Uzun süredir merakla beklenen, konuşulan Bergen'in filminin galası da merakla bekleniyordu elbet.

Ve Bergen'e beyazperdede hayat veren Farah Zeynep Abdullah kıyafetleri, saçları, makyajı filmin önüne geçti. Çünkü olmamıştı.

Oyunculuğu on numara olan bir kadının kıyafeti, tarzı, saçı, makyajı on üzerinden iyiydi.

İşim moda değil elbet. Ahkam kesecek değilim. Mümkün olduğu kadar da işim olmayan konularda yorum yapmaktan kaçınırım. Ancak az biraz bakış açınız varsa olmamıştı.

Düşünün 'Acıların Kadını Bergen'i canlandırıyorsunuz ve galaya buruşuk, kırışık bir kıyafet, ilginç saç ve makyaj ile katılıyorsun. Yok sevmedim. Hem de hiç sevmedim. Gözlerimizi bayağı bir tırmaladı.

Çünkü filmin ruhuna, Bergen'in tarzına olmamıştı.

Filmin başarısını gişe belirler

Önceki akşam Bergen'in galası vardı. Filmi izleyenlerden üç-beş kişi "Beğenmedik", "Şöyle", "Böyle" diye sosyal medyada paylaşım yaptı. Haliyle filmi izleyip yazı yazdığım içinde okuyucuların bazılarından sorular aldım.

Mesajlarda "Esin Hanım kimse beğenmemiş. Siz de beğenmişsiniz. Biz de arada kaldık. Filme gitmeyelim mi?" gibi sorular geldi..
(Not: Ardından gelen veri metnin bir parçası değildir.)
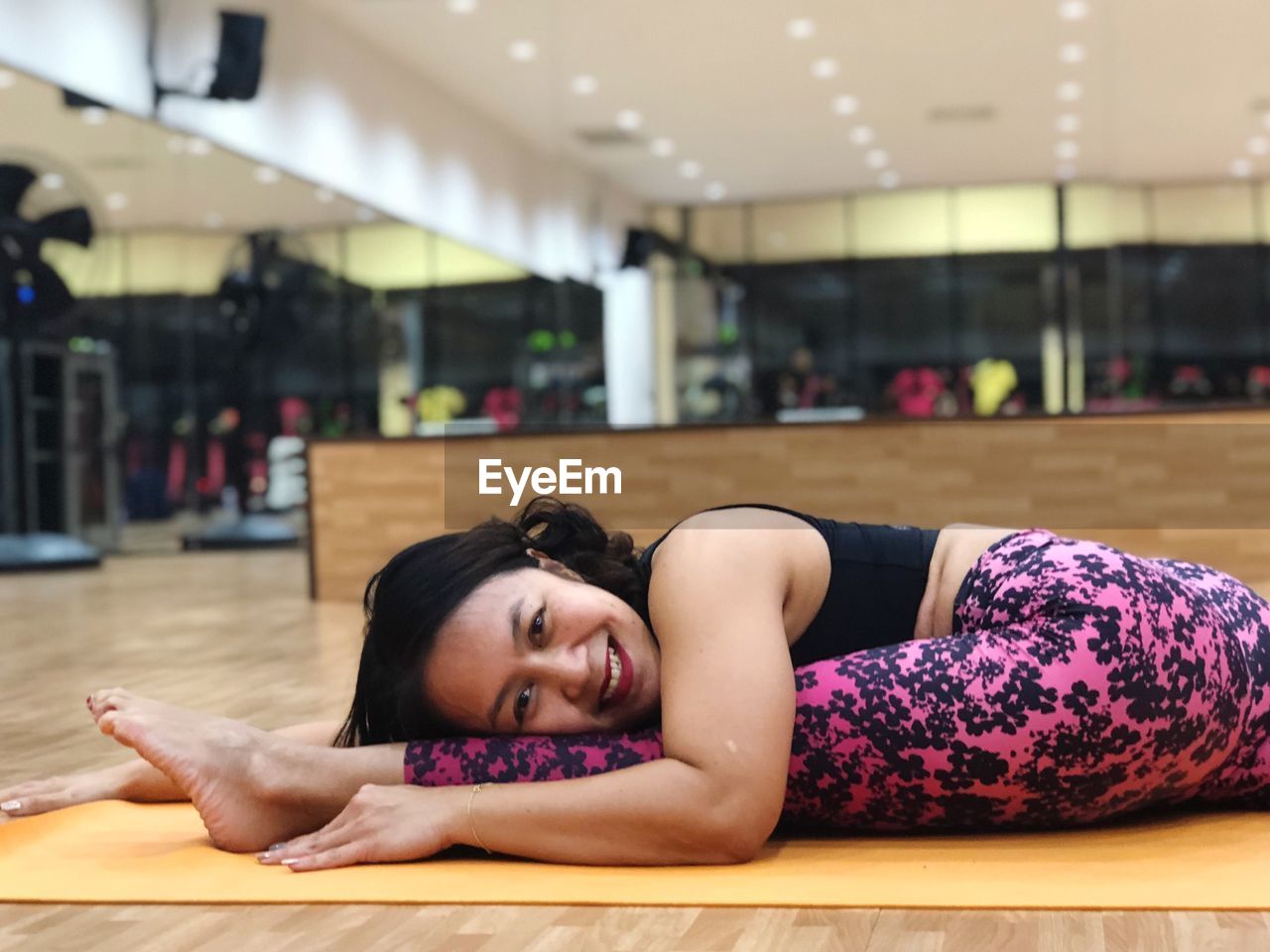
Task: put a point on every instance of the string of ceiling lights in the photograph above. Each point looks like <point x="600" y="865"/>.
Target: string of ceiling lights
<point x="847" y="105"/>
<point x="631" y="121"/>
<point x="1071" y="55"/>
<point x="177" y="145"/>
Şöyle ki bizler izleyip yorum yapıyoruz. Ancak;

1-Gidip kendiniz izleyin kararı verin.

2-Ya da izlemeyin. Canınız ne isterse onu yapın.
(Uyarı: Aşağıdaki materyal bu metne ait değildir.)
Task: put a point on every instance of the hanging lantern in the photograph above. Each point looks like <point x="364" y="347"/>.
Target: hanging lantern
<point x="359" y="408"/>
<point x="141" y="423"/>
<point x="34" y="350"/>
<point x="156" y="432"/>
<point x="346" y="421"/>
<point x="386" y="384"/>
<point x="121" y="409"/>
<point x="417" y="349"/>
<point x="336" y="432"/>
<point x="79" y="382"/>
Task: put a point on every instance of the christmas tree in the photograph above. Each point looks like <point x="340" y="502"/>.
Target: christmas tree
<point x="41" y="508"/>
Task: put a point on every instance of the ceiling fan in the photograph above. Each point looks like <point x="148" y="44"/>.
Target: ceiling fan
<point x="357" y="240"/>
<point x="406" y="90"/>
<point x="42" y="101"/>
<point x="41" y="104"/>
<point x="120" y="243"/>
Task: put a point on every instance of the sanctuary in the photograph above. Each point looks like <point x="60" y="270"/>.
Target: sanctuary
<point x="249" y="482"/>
Ben filmi izledikten sonra;

-Bergen filmi ders çıkarılacak bir hayatı anlatıyor.

-Özellikle sorunlu erkeklerle birlikte olan ve kurtulmaya çalışan, kadınların izlemesini öneririm.
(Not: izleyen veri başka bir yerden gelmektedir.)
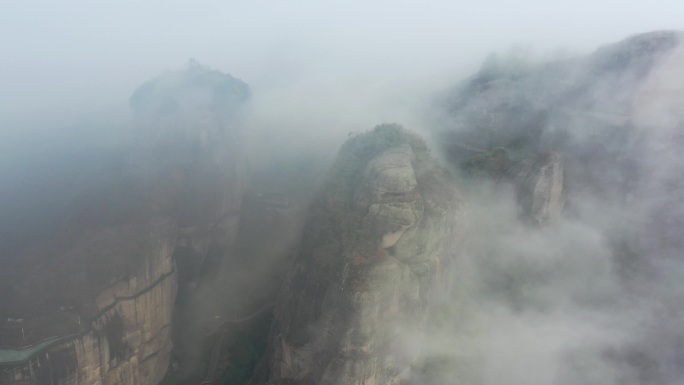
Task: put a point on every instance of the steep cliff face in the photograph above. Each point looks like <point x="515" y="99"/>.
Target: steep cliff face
<point x="94" y="302"/>
<point x="371" y="258"/>
<point x="539" y="187"/>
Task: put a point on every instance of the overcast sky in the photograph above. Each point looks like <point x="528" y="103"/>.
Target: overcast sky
<point x="80" y="56"/>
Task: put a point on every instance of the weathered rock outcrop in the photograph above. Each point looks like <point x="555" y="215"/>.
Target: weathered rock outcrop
<point x="93" y="304"/>
<point x="373" y="249"/>
<point x="539" y="188"/>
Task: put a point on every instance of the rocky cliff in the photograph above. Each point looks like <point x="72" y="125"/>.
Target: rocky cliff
<point x="371" y="259"/>
<point x="94" y="302"/>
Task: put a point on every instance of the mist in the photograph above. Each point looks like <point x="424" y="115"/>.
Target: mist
<point x="563" y="304"/>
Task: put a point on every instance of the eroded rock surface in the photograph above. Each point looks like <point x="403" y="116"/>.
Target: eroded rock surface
<point x="368" y="267"/>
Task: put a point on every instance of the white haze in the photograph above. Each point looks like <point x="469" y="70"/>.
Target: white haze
<point x="319" y="70"/>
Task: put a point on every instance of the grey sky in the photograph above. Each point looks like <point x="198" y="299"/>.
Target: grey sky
<point x="78" y="56"/>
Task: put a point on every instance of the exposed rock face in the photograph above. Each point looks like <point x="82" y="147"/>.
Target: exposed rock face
<point x="102" y="290"/>
<point x="370" y="261"/>
<point x="539" y="184"/>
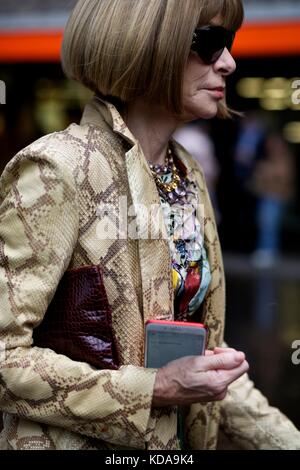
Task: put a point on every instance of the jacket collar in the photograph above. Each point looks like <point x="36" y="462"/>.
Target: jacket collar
<point x="98" y="110"/>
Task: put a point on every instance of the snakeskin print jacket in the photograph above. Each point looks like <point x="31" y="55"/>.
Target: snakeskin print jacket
<point x="49" y="222"/>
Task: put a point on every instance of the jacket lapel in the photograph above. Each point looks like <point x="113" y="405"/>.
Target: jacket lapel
<point x="145" y="217"/>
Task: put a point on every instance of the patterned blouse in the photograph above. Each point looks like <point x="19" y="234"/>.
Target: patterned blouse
<point x="190" y="267"/>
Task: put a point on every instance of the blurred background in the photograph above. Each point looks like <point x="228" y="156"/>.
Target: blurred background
<point x="252" y="165"/>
-Bergen'in acılarının üzerinde tepinilmemiş. Gayet net anlatmışlar mevzuyu filmde.

-Farah Zeynep Abdullah adeta döktürmüş.

Diye yazdım. Ki hala böyle düşünüyorum.

Yani bizler böyle yazıyor, yorumluyoruz diye bir film kötü ya da mükemmel değildir. Herkesin kendi bakış açısı ve beğenisi vardır. Ve her zaman bir filmin başarısını gişe belirler.

Bunu da unutmayın.

Film bi vizyona girsin, bu akşam gişesi ortaya çıksın. O zaman tekrar konuşuruz elbet.

Hazine geri dönüyor

Uzun uzun yıllar Cihangir'de oturmuş biri olarak ara ara özlediğimi itiraf etmeliyim. Bir dönem çok popülerdi. Ve çok güzel, önemli, popüler mekanlarda vardı. En başta da Hazine geliyordu. Cihangir'in simgesel mekanlarından biriydi. Her akşam canlı müzik olurdu ve tıklım tıklımdı. Üç yıllık sessizlikten sonra Hazine tekrar dönüyor. Ama bu kez Cihangir'de değil. Bu kez Ceylan Intercontinental Otel'in altında Ginza'nın hemen yan odasında olacakmış. Tayfun Topal, "Ginza çok beğenildi. Çok popüler oldu. Şimdi bu mekandan çıkıp üç-beş adım yürüyerek canlı müzik mekanına girebilecek eğlence severler" dedi. Oldukça heyecanlı. Hazine yeniden ilk kez açılacak kadar heyecanlı. Ki yeniden eğlence hayatının hareketlenmesine çok mutlu oluyorum. Müzik yasaklarının kalkması gerek Maske kalktı. Hes kodu kalktı. Artık yeni döneme adım attık.Şimdi sıra da müzik yasakları var. Bir an önce müzik yasaklarının kalkması için de ünlü isimler seslerini yükseltmeye başladı. Ki çok haklılar. Ekmek parası için gece, gündüz çalışan çok büyük bir çoğunluk var. Bu insanların bir an önce normal standartlarına dönmesi için müzik-eğlence sektörünün canlanması ve ayağa kalkması için bu yasakların bir an önce kalkması şart.